Institute of Science and Technology Austria, A-3400 Klosterneuburg, Austria.
Inria Saclay - Ile-de-France, F-91120 Palaiseau, France.
PLoS Comput Biol. 2019 Sep 3;15(9):e1007290. doi: 10.1371/journal.pcbi.1007290. eCollection 2019 Sep.
Across diverse biological systems-ranging from neural networks to intracellular signaling and genetic regulatory networks-the information about changes in the environment is frequently encoded in the full temporal dynamics of the network nodes. A pressing data-analysis challenge has thus been to efficiently estimate the amount of information that these dynamics convey from experimental data. Here we develop and evaluate decoding-based estimation methods to lower bound the mutual information about a finite set of inputs, encoded in single-cell high-dimensional time series data. For biological reaction networks governed by the chemical Master equation, we derive model-based information approximations and analytical upper bounds, against which we benchmark our proposed model-free decoding estimators. In contrast to the frequently-used k-nearest-neighbor estimator, decoding-based estimators robustly extract a large fraction of the available information from high-dimensional trajectories with a realistic number of data samples. We apply these estimators to previously published data on Erk and Ca2+ signaling in mammalian cells and to yeast stress-response, and find that substantial amount of information about environmental state can be encoded by non-trivial response statistics even in stationary signals. We argue that these single-cell, decoding-based information estimates, rather than the commonly-used tests for significant differences between selected population response statistics, provide a proper and unbiased measure for the performance of biological signaling networks.

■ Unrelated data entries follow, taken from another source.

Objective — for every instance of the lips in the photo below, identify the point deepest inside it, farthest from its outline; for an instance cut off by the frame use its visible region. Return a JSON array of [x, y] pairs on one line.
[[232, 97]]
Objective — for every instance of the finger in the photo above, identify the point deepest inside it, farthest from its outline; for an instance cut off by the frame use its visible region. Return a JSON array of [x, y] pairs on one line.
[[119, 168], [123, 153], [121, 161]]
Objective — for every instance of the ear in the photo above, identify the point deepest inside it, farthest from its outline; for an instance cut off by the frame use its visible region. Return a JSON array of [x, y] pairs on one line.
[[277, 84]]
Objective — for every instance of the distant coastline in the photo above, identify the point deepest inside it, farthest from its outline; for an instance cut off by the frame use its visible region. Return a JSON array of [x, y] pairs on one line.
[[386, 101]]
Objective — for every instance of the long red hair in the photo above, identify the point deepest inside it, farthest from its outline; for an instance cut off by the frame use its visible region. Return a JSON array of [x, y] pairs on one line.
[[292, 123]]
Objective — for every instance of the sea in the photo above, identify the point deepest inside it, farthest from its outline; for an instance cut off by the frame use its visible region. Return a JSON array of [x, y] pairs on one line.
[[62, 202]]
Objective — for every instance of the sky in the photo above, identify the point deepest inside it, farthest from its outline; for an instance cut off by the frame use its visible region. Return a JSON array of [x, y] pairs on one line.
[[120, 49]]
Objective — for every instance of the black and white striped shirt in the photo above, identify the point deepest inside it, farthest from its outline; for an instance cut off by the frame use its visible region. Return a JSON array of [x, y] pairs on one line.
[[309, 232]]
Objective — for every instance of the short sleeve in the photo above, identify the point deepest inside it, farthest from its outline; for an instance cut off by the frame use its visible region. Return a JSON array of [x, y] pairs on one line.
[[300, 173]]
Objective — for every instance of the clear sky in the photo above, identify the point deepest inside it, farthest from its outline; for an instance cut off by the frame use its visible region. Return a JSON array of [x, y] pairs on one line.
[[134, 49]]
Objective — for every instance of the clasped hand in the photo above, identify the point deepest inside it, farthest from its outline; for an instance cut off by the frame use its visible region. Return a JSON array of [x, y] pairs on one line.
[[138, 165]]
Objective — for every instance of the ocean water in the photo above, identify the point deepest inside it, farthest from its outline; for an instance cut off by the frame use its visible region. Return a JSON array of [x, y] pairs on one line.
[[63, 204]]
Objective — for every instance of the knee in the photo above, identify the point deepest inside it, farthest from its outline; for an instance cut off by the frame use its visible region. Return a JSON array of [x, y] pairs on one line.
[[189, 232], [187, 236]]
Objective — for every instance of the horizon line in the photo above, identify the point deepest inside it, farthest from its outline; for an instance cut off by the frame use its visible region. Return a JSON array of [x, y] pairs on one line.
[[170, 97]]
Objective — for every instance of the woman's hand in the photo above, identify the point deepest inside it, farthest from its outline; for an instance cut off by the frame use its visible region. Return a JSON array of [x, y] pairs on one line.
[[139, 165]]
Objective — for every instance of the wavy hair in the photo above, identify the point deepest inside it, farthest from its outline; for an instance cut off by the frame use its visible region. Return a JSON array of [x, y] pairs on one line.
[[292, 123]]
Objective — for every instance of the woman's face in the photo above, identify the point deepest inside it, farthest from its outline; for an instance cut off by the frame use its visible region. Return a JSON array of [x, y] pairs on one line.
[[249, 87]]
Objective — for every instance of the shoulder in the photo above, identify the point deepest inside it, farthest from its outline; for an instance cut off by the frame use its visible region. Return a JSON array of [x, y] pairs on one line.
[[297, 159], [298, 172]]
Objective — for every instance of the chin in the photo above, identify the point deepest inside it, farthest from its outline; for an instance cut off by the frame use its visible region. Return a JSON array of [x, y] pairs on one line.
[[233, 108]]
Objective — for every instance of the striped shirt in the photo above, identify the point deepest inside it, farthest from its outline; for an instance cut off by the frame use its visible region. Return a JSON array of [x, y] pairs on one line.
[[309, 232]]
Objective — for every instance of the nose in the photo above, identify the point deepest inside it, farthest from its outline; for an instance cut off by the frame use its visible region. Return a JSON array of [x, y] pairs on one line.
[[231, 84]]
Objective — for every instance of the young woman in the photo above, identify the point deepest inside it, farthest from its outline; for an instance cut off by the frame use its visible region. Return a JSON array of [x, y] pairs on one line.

在从神经网络到细胞内信号传递和基因调控网络等各种生物系统中,环境变化的信息经常被编码在网络节点的完整时间动态中。因此,一个紧迫的数据分析挑战是如何从实验数据中有效地估计这些动态传递的信息量。在这里,我们开发和评估了基于解码的估计方法,以从单细胞高维时间序列数据中对有限输入集的互信息量进行下界估计。对于受化学主方程控制的生物反应网络,我们推导出基于模型的信息近似值和分析上界,并将其与我们提出的无模型解码估计器进行基准测试。与常用的最近邻估计器相比,基于解码的估计器可以从具有实际数据样本数量的高维轨迹中稳健地提取大量可用信息。我们将这些估计器应用于先前发表的关于哺乳动物细胞中 Erk 和 Ca2+信号转导以及酵母应激反应的数据,并发现即使在静止信号中,非平凡的响应统计信息也可以编码大量关于环境状态的信息。我们认为,这些基于单细胞的解码信息量估计,而不是常用的选择群体响应统计量之间差异的显著检验,为生物信号网络的性能提供了一种合适且无偏的度量。